This bank robbing slash extortion fable has many, many things to recommend it to the film-viewing public. Released in 2001, its initial appearance caused no more than a slightly raised eyebrow and perhaps even a slight smirk, dismissed as just another unsuccessful british attempt at a spoof crime film. To the contrary, High Heels and Low Lives is a refreshing and witty example of why there should be more gangster films with lead characters played by women.
Shannon (Minnie Driver) and Frances (Mary McCormack) make a very entertaining double act in extortion and blackmail as a diligent nurse and a down on her luck actress from America, who has been reduced to putting all her acting skills into auditioning to voice an animated alien tomato.
Shannon and Frances come home after a drunken night out and, by overhearing a phone conversation, find out that a nearby bank is at that very moment being robbed. They go to the local nick to report it but the police are up to their armpits in drunks and decline to attend. The ladies later discover that the bank job netted the robbers ten million squid and understandably decide to blackmail them for a few hundred grand. Shannon wants the money for the hospital, for an incubator thing or some tubey stuff, Frances wants it because the money was in bank safety deposit boxes and was probably stolen in the first place.
The big bosses of the racket get involved and things turn very real, inevitably ending in the traditional style of such films: a massive shoot out.
How many films can boast such scenes; an American woman [pretending to be a man] swearing down the phone in a (not bad) cockney accent, demanding lots of money from a gangster while he threatens her. Frances, seemingly undaunted, intones in her excellent impression of an east London tough guy: “Save the big scary gangster talk twathead, just get that money ready or else”. This is followed by a bitter struggle over a briefcase in a field near Three Bridges, while a herd of cows look bemusedly on. There are also numerous scenes where Danny Dyer plays to his strengths: his character is a supremely irritating amateur thief and he manages it exactly.
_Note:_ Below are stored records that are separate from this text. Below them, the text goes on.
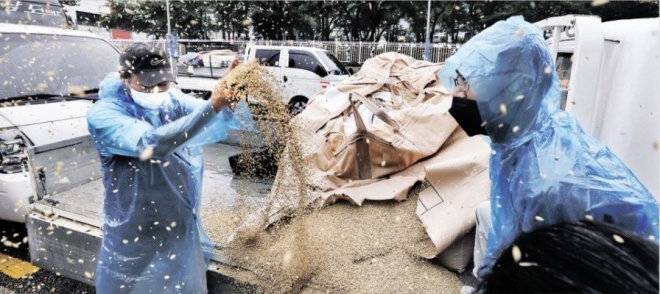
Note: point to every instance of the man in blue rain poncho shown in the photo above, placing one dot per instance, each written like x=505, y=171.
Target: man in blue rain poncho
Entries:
x=544, y=169
x=149, y=138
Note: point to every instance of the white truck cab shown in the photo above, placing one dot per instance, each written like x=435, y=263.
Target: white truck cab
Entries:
x=50, y=79
x=609, y=73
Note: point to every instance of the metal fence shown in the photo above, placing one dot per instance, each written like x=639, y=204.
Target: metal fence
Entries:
x=344, y=51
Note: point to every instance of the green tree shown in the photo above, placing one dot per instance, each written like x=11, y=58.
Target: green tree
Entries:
x=279, y=20
x=189, y=19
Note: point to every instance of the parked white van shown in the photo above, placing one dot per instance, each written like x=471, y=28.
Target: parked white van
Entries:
x=50, y=78
x=303, y=71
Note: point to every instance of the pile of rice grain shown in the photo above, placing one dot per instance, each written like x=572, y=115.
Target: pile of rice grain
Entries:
x=341, y=248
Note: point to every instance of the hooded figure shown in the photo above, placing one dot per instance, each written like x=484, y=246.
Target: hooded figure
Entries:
x=544, y=169
x=152, y=168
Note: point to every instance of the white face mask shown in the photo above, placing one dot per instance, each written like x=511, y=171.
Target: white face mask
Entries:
x=149, y=100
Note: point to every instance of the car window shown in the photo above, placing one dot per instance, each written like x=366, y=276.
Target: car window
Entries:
x=335, y=67
x=306, y=61
x=564, y=65
x=33, y=64
x=37, y=12
x=267, y=57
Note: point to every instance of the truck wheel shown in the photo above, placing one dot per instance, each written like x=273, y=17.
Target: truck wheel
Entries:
x=297, y=105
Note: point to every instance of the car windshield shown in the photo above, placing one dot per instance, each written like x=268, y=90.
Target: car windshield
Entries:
x=334, y=65
x=42, y=65
x=42, y=13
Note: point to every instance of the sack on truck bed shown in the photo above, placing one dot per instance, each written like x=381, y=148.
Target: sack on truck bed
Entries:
x=376, y=134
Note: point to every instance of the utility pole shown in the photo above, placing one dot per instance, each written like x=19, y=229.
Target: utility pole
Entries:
x=427, y=52
x=169, y=39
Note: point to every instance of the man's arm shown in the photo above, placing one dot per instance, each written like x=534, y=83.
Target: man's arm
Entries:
x=117, y=132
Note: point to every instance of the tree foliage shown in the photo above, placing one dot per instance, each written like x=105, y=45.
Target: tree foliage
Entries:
x=348, y=20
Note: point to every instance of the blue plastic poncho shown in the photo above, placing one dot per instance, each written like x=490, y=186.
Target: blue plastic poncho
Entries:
x=544, y=169
x=153, y=241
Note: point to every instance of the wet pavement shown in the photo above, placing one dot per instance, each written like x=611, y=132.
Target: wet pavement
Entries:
x=219, y=189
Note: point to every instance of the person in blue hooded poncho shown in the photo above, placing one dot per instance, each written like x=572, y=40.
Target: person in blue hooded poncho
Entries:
x=544, y=168
x=149, y=139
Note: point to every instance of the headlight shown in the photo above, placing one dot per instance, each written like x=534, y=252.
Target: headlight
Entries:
x=13, y=151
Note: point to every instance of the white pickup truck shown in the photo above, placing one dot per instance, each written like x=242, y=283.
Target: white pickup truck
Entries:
x=302, y=71
x=612, y=91
x=609, y=77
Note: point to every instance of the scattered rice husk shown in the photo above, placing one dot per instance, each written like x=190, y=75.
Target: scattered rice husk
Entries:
x=343, y=248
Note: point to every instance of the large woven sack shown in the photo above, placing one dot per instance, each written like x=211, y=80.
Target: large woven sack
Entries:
x=352, y=133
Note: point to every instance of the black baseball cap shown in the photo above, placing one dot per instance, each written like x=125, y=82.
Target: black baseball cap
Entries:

There is an excellent cast alongside Driver and McCormack; comedians Kevin Eldon and Mark Williams play bumbling detectives on the tail of the ladies while they are on the tail of Danny (Dyer) and his bosses Mason (Kevin McNally) and Kendrick (the brilliant Michael Gambon). The dialogue is never boring and the gangsters, while being very amusing and stereotypically gangster-y, still retain an edge of menace. There is some cool London location work, especially the scenes where Frances and Shannon discuss their next move on top of a disused train bridge overlooking happening Shoreditch and another in which Kerrigan fumes at seeing his name on a billboard in Westminster.
Mel Smith directed this fun film, which has fairly few negative points considering the well-trodden subject matter. The most annoying negative is definitely the very unimaginative women’s lib ending, but as it’s the last minute of the film it is mostly forgivable. The cheesy gangster/blackmail scenes are conducted with a great sense of humour and aplomb which is missing in many other films of this type. If you haven’t seen High Heels and Low Lifes, do give it a go; this is one piece of british cinema which may not have been ‘commercially successful‘, but definitely deserves a wider audience.